Make that the biggest game in two years, since the final night at Oracle Arena in Oakland, when Klay Thompson tore his ACL and Toronto eliminated the Warriors in the NBA Finals. That seems so very, very long ago.

And it was hard not to look at the guy in the neon green shirt on the Warriors bench on Friday and wonder what might have been. An armchair psychologist could read the frustration emanating from Klay Thompson, who tore his Achilles tendon before the season started. He threw his hands in the air, slumped in despair, paced behind the bench and looked at times like he planned to rush onto the court and — if not try to play — at least argue a call.

“He’s part of our DNA,” Curry said. “You saw tonight how much he misses this enviroment.”

This was the first postseason game at Chase Center, and the 7,500 in the building weren’t Roaracle loud but gave a good effort. Some fans had trotted out well-worn “We Believe” shirts. One clever fan created a “ReBelieve” sign.

But faith wasn’t enough. The crowd seemed confused by a team that didn’t look ready. From the first quarter, the Warriors threw the ball around and looked sloppy (their 21 turnovers led to 22 Memphis points).

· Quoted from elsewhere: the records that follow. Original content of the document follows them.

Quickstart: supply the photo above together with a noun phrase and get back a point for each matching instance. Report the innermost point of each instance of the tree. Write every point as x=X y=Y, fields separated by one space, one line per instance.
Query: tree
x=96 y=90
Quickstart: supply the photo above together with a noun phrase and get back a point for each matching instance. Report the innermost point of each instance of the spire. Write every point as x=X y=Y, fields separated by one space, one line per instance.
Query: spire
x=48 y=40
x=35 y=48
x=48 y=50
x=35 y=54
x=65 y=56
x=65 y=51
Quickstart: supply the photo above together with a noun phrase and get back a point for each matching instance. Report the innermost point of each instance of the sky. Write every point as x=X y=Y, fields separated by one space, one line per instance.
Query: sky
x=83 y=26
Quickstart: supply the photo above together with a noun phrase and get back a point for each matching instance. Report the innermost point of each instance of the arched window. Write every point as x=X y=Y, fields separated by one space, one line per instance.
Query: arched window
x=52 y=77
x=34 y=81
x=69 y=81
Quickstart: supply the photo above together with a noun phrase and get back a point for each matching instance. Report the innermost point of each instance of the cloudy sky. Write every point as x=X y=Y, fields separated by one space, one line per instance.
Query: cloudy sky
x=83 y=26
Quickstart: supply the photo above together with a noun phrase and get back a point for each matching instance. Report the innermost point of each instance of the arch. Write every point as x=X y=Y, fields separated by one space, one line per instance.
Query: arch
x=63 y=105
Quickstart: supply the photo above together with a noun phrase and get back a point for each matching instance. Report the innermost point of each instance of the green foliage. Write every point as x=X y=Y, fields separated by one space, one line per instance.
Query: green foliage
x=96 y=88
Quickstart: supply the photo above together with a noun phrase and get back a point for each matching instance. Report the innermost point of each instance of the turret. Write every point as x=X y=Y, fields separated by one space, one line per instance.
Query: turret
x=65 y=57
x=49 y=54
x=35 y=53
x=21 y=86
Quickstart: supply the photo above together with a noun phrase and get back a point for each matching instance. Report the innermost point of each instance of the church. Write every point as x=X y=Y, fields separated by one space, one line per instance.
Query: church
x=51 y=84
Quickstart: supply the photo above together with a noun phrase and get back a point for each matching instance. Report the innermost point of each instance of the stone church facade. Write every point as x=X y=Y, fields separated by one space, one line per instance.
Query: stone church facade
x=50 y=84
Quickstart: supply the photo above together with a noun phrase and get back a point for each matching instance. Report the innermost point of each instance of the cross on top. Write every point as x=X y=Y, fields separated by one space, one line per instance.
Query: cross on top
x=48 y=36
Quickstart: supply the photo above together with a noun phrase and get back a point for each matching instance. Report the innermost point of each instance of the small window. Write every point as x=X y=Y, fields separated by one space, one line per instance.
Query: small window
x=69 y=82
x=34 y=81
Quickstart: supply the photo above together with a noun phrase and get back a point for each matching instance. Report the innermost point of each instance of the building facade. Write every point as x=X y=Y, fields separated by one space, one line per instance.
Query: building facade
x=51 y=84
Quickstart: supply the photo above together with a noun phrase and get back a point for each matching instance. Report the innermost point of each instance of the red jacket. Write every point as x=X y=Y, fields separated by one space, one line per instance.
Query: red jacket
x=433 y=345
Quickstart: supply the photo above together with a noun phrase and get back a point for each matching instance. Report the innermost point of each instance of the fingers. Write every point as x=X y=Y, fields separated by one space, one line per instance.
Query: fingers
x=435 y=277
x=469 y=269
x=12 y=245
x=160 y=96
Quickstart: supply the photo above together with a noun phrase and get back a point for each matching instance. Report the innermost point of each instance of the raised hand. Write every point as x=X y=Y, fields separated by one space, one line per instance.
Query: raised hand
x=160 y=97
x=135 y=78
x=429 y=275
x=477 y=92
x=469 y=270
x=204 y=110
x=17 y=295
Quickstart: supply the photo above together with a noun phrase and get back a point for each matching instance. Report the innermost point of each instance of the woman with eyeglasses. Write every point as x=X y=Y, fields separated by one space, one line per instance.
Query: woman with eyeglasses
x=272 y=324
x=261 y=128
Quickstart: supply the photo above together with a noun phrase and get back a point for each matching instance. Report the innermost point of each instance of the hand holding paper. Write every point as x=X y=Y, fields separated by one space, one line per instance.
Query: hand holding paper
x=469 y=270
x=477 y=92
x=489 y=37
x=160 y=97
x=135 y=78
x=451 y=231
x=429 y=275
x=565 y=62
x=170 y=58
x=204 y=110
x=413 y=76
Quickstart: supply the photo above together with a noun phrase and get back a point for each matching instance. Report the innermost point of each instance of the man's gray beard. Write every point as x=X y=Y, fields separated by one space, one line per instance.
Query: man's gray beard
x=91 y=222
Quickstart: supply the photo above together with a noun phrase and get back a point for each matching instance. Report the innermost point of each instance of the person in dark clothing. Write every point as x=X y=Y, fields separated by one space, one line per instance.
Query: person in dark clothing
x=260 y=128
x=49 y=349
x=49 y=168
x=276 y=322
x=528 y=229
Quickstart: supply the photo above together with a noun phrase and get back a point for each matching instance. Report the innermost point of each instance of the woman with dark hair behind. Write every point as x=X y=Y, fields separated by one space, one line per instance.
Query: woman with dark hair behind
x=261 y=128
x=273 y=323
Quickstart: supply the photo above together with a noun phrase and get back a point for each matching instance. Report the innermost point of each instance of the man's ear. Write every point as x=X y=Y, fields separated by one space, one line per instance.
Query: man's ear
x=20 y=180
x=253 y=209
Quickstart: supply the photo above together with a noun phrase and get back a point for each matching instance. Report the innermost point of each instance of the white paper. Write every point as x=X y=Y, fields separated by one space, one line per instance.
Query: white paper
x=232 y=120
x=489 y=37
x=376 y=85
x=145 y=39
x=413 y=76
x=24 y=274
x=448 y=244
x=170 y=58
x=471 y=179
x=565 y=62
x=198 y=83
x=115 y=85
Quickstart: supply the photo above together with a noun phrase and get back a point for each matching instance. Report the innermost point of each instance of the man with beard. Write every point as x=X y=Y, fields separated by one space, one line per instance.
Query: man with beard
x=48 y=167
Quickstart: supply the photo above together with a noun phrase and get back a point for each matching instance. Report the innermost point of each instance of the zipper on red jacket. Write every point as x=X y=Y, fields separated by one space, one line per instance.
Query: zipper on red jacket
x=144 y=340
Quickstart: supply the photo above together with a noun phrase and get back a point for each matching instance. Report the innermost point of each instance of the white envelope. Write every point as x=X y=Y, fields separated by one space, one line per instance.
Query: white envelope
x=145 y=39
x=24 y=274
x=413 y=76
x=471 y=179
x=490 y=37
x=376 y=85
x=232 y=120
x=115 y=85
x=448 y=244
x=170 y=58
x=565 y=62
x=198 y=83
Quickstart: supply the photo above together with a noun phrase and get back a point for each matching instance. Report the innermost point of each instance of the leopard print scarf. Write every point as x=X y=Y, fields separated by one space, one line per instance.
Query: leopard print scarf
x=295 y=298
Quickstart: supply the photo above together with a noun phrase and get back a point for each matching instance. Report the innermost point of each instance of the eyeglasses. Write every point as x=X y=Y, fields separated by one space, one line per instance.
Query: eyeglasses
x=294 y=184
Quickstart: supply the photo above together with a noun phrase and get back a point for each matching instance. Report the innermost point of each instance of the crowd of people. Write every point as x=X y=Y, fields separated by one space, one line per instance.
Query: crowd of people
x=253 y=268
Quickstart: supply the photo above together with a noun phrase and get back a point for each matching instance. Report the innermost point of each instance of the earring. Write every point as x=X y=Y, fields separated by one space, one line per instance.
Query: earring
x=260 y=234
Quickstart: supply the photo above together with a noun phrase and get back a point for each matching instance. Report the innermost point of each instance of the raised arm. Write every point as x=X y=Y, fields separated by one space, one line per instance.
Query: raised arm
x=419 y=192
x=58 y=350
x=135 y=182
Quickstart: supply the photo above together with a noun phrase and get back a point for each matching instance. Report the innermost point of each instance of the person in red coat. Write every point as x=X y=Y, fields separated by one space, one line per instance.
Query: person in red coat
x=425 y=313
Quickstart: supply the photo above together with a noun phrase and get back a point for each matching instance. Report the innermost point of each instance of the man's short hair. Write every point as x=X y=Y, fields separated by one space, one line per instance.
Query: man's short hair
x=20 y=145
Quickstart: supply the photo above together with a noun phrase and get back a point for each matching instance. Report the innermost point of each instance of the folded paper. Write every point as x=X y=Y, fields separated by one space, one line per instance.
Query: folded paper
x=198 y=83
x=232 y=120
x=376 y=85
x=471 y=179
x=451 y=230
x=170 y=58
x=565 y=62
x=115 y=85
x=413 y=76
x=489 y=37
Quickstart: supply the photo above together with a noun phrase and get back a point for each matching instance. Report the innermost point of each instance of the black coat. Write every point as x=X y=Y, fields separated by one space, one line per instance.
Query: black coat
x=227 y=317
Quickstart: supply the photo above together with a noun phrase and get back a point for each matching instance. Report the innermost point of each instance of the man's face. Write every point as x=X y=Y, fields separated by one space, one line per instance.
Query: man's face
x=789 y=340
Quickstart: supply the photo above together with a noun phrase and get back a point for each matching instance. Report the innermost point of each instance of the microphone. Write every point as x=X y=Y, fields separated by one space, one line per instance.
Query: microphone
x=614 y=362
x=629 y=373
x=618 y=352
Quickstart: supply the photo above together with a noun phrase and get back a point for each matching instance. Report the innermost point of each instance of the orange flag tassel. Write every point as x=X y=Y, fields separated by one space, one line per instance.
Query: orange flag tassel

Were they too hyped to be an elimination game? Too tired from the draining loss to the Lakers? Is it just too hard to beat a good team twice in a week with so much on the line?

“I think it was fatigue,” Kerr said. “This was as wild as we have looked.”

The Warriors trailed virtually the entire game, pushing the boulder uphill all night. But because they are the Warriors, you knew there was always a chance.

Down 10 with 3 ½ minutes left, the obituaries were already written for Golden State when Draymond Green hit two shots to cut the deficit to five. Jordan Poole was fouled shooting a three-pointer and coolly hit all three of his free throws. Curry made a basket and was fouled and suddenly it was a tie game. Green had a chance to win it at the buzzer, but his shot didn’t go and the game went to overtime.

But the Warriors’ demise was only delayed. Shots didn’t go in. Morant flexed his young muscles. And the season came to a puzzling, disappointing end.

In a regular year, without this odd play-in format, the Warriors would have secured the eighth seed with the win last Sunday and would have begun their series with the Jazz. But to their credit, no one complained about the road they had to take. It was small potatoes compared to everything the team has been through the past two years of injury, loss and a pandemic that sharpened everyone’s priorities.

There were so many times this season when it looked like the Warriors wouldn’t get to this point. In late March, this flawed, erratic team seemed finished. But the brilliance of Curry, an MVP candidate, combined with his defensive counterpart Green, pushed the team to unexpected levels.

In the past few weeks, the Warriors became must-watch entertainment, with Curry playing at an astounding level. But the flaws and holes were still there, just spackled over with brilliance.

Ultimately, the Warriors lost. And so did the entire NBA.